For the U.S. to win in the South China Sea requires a broader win against China on a host of economic, military, and diplomatic levels. The China-US conflict is an n-level game in which the balance of power and innovation, and the level of risk that each country is willing to endure, will determine outcomes. To beat China, the US will need to accept more risk, draw red lines, occupy vacant or contested space with military force, and stop technology loss to remain economically and militarily competitive. It will need to maximize soft power costs to China by increasing public information campaigns, including declassifying more information on what the Chinese are doing in the South China Sea, and encouraging international legal campaigns, for example a potential claim of $200 billion USD by my calculations for rent and damages to the Philippine EEZ. To beat China, the US may need to double the defense budget, which would require increased US taxes and cutting the cost of social service spending.  
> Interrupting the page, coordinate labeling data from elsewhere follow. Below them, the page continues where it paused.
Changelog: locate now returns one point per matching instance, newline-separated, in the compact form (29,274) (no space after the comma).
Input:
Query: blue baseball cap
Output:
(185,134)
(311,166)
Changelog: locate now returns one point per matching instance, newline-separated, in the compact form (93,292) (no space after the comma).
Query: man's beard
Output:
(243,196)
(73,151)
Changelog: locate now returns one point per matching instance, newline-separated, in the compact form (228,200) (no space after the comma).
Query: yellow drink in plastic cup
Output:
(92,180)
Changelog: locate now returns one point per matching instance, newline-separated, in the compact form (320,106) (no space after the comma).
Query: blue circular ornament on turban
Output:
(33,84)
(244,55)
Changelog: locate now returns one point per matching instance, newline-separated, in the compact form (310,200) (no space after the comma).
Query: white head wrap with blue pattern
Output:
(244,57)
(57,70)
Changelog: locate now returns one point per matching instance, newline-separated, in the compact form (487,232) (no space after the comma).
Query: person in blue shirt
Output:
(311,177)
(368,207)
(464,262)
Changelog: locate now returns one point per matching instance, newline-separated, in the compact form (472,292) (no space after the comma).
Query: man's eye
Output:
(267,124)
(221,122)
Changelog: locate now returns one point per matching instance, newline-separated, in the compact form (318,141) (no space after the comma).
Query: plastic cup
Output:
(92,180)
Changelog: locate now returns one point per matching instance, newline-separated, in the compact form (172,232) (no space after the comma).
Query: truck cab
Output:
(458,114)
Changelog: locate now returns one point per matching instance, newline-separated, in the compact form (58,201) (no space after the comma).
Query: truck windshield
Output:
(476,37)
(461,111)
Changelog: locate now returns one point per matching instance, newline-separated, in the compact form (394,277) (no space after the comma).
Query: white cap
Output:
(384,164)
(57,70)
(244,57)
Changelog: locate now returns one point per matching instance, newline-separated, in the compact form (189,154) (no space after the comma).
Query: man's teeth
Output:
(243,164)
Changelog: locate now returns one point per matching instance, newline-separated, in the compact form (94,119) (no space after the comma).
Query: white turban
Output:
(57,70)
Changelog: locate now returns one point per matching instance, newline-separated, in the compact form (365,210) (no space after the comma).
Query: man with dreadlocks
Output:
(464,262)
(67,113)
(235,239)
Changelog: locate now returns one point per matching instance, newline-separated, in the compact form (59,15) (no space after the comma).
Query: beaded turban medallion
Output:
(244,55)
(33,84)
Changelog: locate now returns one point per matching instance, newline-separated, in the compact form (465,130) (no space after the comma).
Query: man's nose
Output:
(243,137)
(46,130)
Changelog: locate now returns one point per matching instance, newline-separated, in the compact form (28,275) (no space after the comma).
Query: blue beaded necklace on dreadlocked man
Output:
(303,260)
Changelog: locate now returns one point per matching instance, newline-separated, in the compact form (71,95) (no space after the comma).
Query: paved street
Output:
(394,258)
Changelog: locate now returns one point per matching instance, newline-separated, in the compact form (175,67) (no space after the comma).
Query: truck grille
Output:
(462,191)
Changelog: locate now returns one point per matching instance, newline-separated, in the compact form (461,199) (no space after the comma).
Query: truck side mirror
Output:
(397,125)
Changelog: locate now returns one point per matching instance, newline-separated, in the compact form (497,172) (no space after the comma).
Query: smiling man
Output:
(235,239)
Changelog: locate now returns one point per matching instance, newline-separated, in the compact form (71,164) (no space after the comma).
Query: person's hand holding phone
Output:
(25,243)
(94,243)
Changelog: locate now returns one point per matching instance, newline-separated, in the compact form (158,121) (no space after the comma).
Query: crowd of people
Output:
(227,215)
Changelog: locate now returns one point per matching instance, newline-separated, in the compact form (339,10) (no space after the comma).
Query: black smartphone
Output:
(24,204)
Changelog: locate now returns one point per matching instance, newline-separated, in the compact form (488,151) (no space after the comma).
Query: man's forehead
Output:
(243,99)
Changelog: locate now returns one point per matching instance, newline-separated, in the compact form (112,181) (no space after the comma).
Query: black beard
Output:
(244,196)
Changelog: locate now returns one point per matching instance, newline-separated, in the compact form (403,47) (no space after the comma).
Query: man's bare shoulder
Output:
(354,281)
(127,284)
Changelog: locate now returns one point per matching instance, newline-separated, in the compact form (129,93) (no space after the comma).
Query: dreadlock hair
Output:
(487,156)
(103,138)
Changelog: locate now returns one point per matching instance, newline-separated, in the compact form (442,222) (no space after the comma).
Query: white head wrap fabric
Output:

With that, I would again like to thank all of you for your patience, and return the floor to the moderator.

Anders Corr is the publisher of the Journal of Political Risk and the editor of Great Powers, Grand Strategies: the New Game in the South China Sea (US Naval Institute Press, 2018). He holds a Ph.D. in government from Harvard University and has worked for U.S. military intelligence as a civilian, including on China and Central Asia. The author thanks Capt. James Fanell (USN, Ret.) and Capt. Jim Newman (USN, Ret.) for comments and improvements to the original draft. JPR status: working paper.